Ferragens, vidro e massa de vidraceiro
Fechos e puxadores que saem com dois parafusos, saem — lixar em volta de ferragem instalada deixa halo e acumula tinta nas frestas do mecanismo. Dobradiças que não valem o desmonte podem ser protegidas com fita. No vidro, proteja o perímetro com fita ou pinte com calma e remova o excesso ainda no dia; respingo seco vira raspagem apressada, com risco de arranhão.
Confira a massa de vidraceiro ou os baguetes que seguram o vidro. Massa rachada ou solta sai e é refeita antes da pintura: tinta aplicada sobre massa solta trinca junto com ela, e é por essa fresta que a água entra e apodrece o rebaixo do vidro. Na hora de pintar, avance um fio de tinta sobre o encontro da massa com o vidro — é essa pontinha que sela a junção contra a água.
A ordem de pintura que mantém a janela abrindo
Pinte com a janela aberta, e aberta ela fica até o acabamento parar de grudar ao toque. A ordem que funciona: primeiro as partes junto ao vidro (travessas e montantes internos do caixilho), depois o quadro do caixilho, por último marco e guarnições. Assim as áreas mais manuseadas são pintadas por último e as demãos não se atropelam.

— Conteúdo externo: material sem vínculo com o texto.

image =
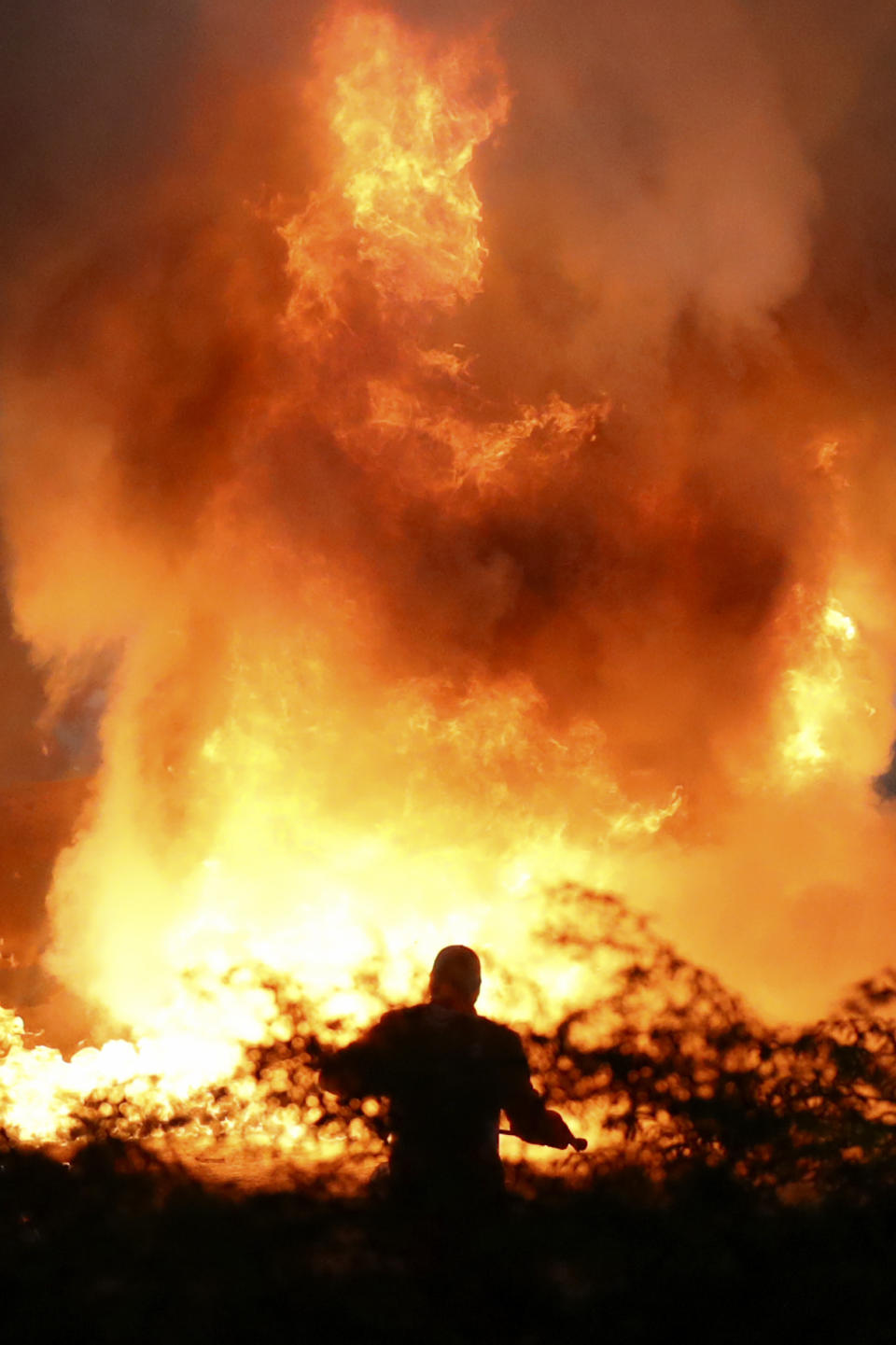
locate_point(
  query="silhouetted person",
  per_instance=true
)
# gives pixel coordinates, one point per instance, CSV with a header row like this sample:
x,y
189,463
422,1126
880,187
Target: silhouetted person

Nas superfícies de contato entre caixilho e batente, a regra é demão fina. Espessura ali é o que cola janela — cada camada a mais estreita a folga que o marceneiro deixou de propósito. Respeite o intervalo entre demãos indicado na embalagem do produto escolhido e, com o acabamento já seco, abra e feche algumas vezes para conferir se nenhum ponto está raspando.
Se a repintura vai trocar o tipo de acabamento — do verniz para o esmalte, por exemplo —, leve a decisão organizada para a loja: o checklist antes de comprar tinta reúne as perguntas que definem o produto certo. E anote o que foi feito em cada janela: onde a massa foi refeita, onde ficou madeira exposta por mais tempo, qual face pediu mais lixa. A próxima repintura começa exatamente por esses pontos.
FAQ
Dá para aplicar esmalte sobre janela envernizada?

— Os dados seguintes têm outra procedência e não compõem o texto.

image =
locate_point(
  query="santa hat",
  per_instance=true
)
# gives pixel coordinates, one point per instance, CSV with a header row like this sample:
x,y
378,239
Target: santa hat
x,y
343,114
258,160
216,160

Só se o verniz estiver firme e for lixado até perder o brilho por inteiro — esmalte sobre superfície lisa e brilhante ancora mal. Onde o verniz estiver soltando, remova até a madeira. Na dúvida sobre usar fundo preparador no sistema escolhido, pergunte no balcão com a descrição do estado atual da janela.

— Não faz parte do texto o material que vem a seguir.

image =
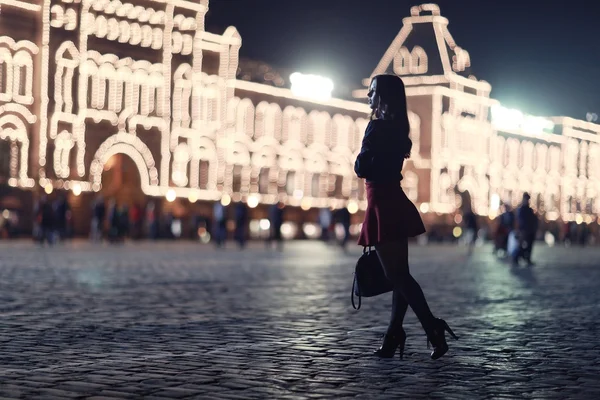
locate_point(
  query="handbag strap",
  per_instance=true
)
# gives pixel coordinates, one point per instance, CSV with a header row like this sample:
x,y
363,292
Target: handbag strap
x,y
352,295
366,250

Preciso tirar a janela do batente para preparar?
Na maioria dos casos, não: com a janela aberta dá para alcançar faces, bordas e encaixes. Vale desmontar quando o caixilho precisa de reparo de madeira, remoção total da tinta antiga ou massa de vidraceiro refeita por inteiro — na bancada o trabalho rende mais e escorre menos.
Massa corrida serve para corrigir defeitos na madeira da janela?
Não. Massa corrida é feita para alvenaria e não acompanha a movimentação da madeira. Furos de ferragem antiga e trincas de veio pedem massa própria para madeira, que aceita lixamento fino. Falha estrutural — canto podre, encaixe aberto — é caso de enxerto de madeira com marceneiro, não de massa.